Adjusting for sectors changes the global valuation outlook. At the start of 2017 the Irish stock market’s price/book ratio was almost identical to that of the global stock market; if adjusted for sectors. However, Irish stocks appears 10 per cent cheaper than their global counterparts.
Bargain hunters may be interested to know that adjusted for sectors the world’s cheapest stocks can be found in South Korea, which traded at a 46 per cent discount to global indices at the beginning of 2017.
As for the US, its price/book ratio is 47 per cent higher than the global market. Adjusting for sectors significantly reduces this overvaluation, but it certainly does not eliminate it – US stocks remain 27 per cent higher than the global market.
Furthermore, Star Capital cautions that not only is the US overvalued compared to other markets and its own history, but the “magnitude of this overvaluation has rarely been higher”. Since 1979, investors had to pay on average 35 per cent higher prices for US stocks compared to European equities. At the beginning of 2017, that premium had grown to 60 per cent.
Saying that a particular stock market is expensive doesn’t guarantee that long-term underperformance will follow. The range of historical outcomes has been wide, and sometimes expensive stock markets go on to justify their valuations with further gains. However, Star Capital says that as a general rule, cheap stock markets go on to outperform expensive stock markets. It estimates that US stocks will deliver real annual returns of 4 per cent over the next 10 to 15 years, compared to 7.3 per cent for developed European stock markets and 8.2 per cent for emerging equities.
Annual gainsBen CarlsonRitholtz Wealth Management
Looking at six different valuation metrics, he found that the non-US world is trading at a valuation discount ranging from 22 per cent to more than 100 per cent.

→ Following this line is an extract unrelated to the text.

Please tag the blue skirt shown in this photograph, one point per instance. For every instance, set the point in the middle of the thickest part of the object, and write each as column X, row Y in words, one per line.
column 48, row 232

It’s little wonder that valuations look stretched given the huge American outperformance over the last five years. US stocks have returned 14.6 per cent annually over that period, compared to 6.5 per cent in Europe, 6.9 per cent in Asia and just 1.4 per cent in emerging markets.
Sceptics might note that these arguments have been made countless times in recent years, but the US has continued to defy the doubters just as Europe has failed to take flight. Still, while changes in global market leadership don’t operate on a set schedule, no region dominates forever. Since 1970, European and US stock market returns have been almost identical, with both regions dominating in different periods.
In the short-term none of this matters – anyone looking to know where stocks will be in 2018 needs not concern themselves with valuations.
It’s a different story for long-term investors, however. With the US looking expensive, and relative value to be found in Europe and emerging markets, the next decade may be kinder to those investors who refuse to chase performance.